Para o senador Mozarildo Cavalcanti (PTB-RR) e o deputado federal Wandenkolk Gonçalvez (PSDB-PA), respectivamente autor e relator do projeto que cria Tapajós, o tema interessa a todos os municípios do Pará e, portanto, toda a população do Estado deve ser consultada. Já para o deputado federal Giovanni Queiroz (PDT-PA), autor da primeira proposta de criar o Estado de Carajás, a decisão cabe apenas aos moradores das cidades que serão desmembradas do Pará.

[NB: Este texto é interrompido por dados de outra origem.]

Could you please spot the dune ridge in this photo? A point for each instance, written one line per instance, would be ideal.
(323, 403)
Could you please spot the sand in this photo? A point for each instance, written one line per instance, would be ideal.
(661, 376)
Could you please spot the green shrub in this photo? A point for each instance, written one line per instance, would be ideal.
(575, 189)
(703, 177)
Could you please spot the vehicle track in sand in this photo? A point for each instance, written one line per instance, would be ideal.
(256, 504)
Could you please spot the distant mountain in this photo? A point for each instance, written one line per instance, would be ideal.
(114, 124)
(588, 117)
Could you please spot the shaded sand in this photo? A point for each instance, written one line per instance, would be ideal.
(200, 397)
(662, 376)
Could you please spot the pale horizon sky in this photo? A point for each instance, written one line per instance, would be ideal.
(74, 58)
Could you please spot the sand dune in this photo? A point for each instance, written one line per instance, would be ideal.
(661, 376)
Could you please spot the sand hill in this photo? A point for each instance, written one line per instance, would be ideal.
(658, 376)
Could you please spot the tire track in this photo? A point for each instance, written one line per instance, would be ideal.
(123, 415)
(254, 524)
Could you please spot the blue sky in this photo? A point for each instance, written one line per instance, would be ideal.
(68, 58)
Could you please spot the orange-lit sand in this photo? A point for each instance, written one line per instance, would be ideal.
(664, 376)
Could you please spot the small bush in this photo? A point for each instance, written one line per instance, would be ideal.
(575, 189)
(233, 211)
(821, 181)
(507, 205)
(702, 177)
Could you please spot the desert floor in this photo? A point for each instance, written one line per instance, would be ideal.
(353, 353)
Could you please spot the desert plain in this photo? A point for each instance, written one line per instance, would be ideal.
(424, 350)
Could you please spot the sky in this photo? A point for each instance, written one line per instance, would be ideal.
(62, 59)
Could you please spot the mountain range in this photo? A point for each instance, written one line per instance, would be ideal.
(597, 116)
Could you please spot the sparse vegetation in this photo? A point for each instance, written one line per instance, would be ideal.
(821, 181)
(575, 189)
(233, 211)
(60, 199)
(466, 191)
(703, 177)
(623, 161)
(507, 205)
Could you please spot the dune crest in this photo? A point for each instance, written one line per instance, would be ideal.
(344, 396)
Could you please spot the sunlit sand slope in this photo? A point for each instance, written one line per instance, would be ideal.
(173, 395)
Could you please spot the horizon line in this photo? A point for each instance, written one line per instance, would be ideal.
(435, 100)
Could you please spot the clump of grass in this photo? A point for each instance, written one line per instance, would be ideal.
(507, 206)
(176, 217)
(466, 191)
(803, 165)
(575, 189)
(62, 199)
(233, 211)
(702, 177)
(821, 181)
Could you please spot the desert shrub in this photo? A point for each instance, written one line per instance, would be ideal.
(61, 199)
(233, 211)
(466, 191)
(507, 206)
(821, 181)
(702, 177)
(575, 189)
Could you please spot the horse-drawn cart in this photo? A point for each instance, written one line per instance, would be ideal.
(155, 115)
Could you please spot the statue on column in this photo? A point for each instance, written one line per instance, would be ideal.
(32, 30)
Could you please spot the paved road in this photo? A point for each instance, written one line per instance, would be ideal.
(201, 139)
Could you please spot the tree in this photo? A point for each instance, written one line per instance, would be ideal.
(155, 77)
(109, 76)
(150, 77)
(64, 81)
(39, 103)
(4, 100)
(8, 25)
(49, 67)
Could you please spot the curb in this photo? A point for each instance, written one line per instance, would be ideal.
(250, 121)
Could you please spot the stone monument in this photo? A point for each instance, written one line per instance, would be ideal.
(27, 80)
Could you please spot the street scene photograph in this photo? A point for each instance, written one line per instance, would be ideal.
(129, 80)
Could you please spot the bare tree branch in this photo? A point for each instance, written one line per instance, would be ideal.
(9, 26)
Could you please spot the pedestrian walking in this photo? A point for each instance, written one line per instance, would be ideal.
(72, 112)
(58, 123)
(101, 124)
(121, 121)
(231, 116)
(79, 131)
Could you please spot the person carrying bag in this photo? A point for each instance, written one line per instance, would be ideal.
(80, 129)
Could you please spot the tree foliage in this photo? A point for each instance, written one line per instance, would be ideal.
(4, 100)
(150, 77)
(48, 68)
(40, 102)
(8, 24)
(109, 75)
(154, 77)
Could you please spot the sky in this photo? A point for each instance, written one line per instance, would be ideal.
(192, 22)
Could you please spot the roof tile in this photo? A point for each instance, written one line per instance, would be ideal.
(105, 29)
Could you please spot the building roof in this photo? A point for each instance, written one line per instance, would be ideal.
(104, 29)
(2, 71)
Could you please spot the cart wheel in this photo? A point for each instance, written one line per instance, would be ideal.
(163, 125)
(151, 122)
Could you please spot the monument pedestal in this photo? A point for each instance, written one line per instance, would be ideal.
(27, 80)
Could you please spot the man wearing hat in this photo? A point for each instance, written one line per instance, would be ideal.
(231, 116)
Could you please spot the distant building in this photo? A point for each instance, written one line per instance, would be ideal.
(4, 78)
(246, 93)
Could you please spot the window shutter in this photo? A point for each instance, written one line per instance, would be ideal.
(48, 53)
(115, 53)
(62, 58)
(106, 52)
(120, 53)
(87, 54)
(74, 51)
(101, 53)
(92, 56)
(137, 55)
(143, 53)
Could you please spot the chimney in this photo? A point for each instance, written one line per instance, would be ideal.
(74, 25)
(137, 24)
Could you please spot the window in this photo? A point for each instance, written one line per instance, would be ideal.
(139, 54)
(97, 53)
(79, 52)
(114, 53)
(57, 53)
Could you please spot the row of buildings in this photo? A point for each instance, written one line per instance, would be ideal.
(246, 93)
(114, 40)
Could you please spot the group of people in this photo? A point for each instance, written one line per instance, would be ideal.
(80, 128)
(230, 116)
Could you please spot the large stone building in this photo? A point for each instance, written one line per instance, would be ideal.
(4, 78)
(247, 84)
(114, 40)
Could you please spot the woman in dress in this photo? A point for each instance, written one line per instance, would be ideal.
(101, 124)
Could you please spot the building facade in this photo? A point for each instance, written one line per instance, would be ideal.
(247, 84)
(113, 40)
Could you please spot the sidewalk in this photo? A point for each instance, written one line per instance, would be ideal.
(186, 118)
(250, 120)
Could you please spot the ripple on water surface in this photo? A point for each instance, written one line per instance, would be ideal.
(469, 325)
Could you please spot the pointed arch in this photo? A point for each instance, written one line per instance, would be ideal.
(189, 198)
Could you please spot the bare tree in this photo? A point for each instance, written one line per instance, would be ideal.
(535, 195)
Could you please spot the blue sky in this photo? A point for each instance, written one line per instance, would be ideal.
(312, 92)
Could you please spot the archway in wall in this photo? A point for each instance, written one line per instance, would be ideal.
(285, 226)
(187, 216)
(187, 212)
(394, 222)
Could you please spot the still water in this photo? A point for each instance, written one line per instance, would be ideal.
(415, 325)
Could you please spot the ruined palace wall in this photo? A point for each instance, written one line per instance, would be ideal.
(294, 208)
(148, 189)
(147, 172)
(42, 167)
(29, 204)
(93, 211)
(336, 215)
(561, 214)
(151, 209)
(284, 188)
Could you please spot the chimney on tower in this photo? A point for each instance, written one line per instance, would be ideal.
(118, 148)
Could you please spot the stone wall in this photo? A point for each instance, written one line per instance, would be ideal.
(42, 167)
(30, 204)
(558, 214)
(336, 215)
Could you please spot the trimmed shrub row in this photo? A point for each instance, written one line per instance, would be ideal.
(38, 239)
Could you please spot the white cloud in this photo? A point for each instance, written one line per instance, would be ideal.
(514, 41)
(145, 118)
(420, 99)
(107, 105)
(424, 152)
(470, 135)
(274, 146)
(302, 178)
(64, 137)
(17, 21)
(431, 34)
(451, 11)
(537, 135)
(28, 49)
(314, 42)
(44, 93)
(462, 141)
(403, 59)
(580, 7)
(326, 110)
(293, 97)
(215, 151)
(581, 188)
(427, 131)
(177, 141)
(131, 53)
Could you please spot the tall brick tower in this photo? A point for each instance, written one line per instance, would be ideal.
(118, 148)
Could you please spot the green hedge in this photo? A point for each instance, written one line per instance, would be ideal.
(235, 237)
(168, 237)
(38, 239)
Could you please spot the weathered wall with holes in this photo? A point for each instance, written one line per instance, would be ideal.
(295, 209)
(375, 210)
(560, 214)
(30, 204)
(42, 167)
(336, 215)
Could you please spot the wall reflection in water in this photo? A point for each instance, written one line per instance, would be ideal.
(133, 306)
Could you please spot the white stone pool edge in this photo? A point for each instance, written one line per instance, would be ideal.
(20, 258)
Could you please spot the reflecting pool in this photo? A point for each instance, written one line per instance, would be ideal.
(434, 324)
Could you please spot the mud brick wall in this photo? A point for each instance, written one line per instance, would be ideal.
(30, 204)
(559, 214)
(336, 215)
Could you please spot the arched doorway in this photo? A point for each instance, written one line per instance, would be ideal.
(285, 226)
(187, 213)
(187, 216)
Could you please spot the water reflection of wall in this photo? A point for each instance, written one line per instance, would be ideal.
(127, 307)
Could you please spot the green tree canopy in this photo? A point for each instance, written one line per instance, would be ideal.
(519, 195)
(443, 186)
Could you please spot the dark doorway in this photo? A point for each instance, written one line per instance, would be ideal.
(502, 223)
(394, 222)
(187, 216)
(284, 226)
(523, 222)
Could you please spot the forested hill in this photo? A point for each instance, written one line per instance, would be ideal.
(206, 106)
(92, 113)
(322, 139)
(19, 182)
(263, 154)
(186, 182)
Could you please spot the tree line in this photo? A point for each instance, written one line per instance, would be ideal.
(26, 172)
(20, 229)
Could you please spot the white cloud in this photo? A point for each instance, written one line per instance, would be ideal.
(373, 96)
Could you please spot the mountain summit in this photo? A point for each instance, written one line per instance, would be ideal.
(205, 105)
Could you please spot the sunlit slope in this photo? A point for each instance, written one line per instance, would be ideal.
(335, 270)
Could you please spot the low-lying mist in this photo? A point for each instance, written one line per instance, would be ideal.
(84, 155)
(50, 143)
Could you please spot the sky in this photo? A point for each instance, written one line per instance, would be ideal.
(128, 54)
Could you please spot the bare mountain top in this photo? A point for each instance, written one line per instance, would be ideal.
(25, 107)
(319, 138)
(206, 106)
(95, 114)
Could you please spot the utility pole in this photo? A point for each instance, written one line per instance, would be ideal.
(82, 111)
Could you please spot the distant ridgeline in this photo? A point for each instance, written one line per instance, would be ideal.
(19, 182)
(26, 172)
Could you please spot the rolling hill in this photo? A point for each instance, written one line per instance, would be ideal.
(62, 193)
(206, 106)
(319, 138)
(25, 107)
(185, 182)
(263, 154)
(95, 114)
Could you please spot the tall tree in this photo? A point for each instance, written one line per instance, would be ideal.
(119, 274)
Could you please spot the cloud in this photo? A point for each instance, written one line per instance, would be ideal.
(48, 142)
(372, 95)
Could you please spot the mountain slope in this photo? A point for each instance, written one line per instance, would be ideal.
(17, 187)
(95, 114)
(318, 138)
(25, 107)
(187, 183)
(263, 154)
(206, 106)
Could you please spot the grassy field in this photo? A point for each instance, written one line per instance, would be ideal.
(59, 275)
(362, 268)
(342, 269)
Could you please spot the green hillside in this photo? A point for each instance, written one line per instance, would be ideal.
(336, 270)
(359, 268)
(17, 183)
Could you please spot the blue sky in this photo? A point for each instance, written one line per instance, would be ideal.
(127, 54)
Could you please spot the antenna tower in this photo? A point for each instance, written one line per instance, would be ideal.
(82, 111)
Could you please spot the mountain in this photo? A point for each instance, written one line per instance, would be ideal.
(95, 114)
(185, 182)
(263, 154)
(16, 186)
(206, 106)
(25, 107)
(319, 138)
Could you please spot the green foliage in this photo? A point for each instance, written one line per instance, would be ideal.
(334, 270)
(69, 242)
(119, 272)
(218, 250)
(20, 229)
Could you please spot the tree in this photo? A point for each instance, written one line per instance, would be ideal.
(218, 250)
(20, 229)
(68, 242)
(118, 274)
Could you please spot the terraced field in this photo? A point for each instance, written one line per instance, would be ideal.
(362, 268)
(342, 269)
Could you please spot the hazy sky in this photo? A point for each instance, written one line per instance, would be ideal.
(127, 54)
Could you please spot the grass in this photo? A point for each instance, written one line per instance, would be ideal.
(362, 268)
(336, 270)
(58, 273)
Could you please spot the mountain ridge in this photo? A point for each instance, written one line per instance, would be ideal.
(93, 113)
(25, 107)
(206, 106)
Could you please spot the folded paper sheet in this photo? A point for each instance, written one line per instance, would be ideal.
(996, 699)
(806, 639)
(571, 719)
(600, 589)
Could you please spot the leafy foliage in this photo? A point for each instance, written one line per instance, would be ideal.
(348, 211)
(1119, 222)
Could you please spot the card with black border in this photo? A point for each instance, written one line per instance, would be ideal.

O tema é polêmico e, de acordo com o especialista Carlos Ari Sundfeld, professor da escola de Direito da FGV (Fundação Getulio Vargas), provavelmente, a responsabilidade de pôr fim à dúvida ficará para o TSE (Tribunal Superior Eleitoral).
- É polêmico. Eu acredito que a Justiça deverá entender como ‘parte interessada’ o Estado inteiro, devido aos impactos que essa mudança acarretará para os demais municípios.
Para Sundfeld, a Justiça deverá seguir o que diz a lei 9.709 (de 1998), que trata justamente da realização de plebiscitos deste tipo, que entende como população diretamente interessada “tanto a do território que se pretende desmembrar, quanto a do que sofrerá desmembramento”.
Ciente da controvérsia, o deputado Wandenkolk disse ao R7 que já consultou o TSE sobre quem deve participar do plebiscito, e aguarda uma resposta para os próximos dias. Porém, a assessoria da Corte informou que caberá ao TRE-PA (Tribunal Regional Eleitoral do Pará) deixar claro quem poderá opinar sobre as propostas, e acrescentou que só irá se pronunciar se o tribunal regional o consultar – o que ainda não ocorreu.
Já o deputado Giovanni Queiroz afirmou, por meio de sua assessoria, que se o TSE interpretar que todo o Estado deve participar do plebiscito, ele irá recorrer ao STF (Supremo Tribunal Federal), pois considera a medida “inconstitucional”.
E o Brasil? - Enquanto a bancada paraense discute quem deve opinar dentro do Estado, há quem interprete como “parte interessada” todo o Brasil, devido aos impactos que a criação de dois novos Estados sobre os cofres da União.
É o diz o pesquisador Rogério Boueri, do Ipea (Instituto de Pesquisa Econômica Aplicada), que calcula que Carajás e Tapajós causarão um saldo negativo anual de cerca de R$ 2 bilhões ao governo federal – sem contar os custos para a instalação dos novos poderes.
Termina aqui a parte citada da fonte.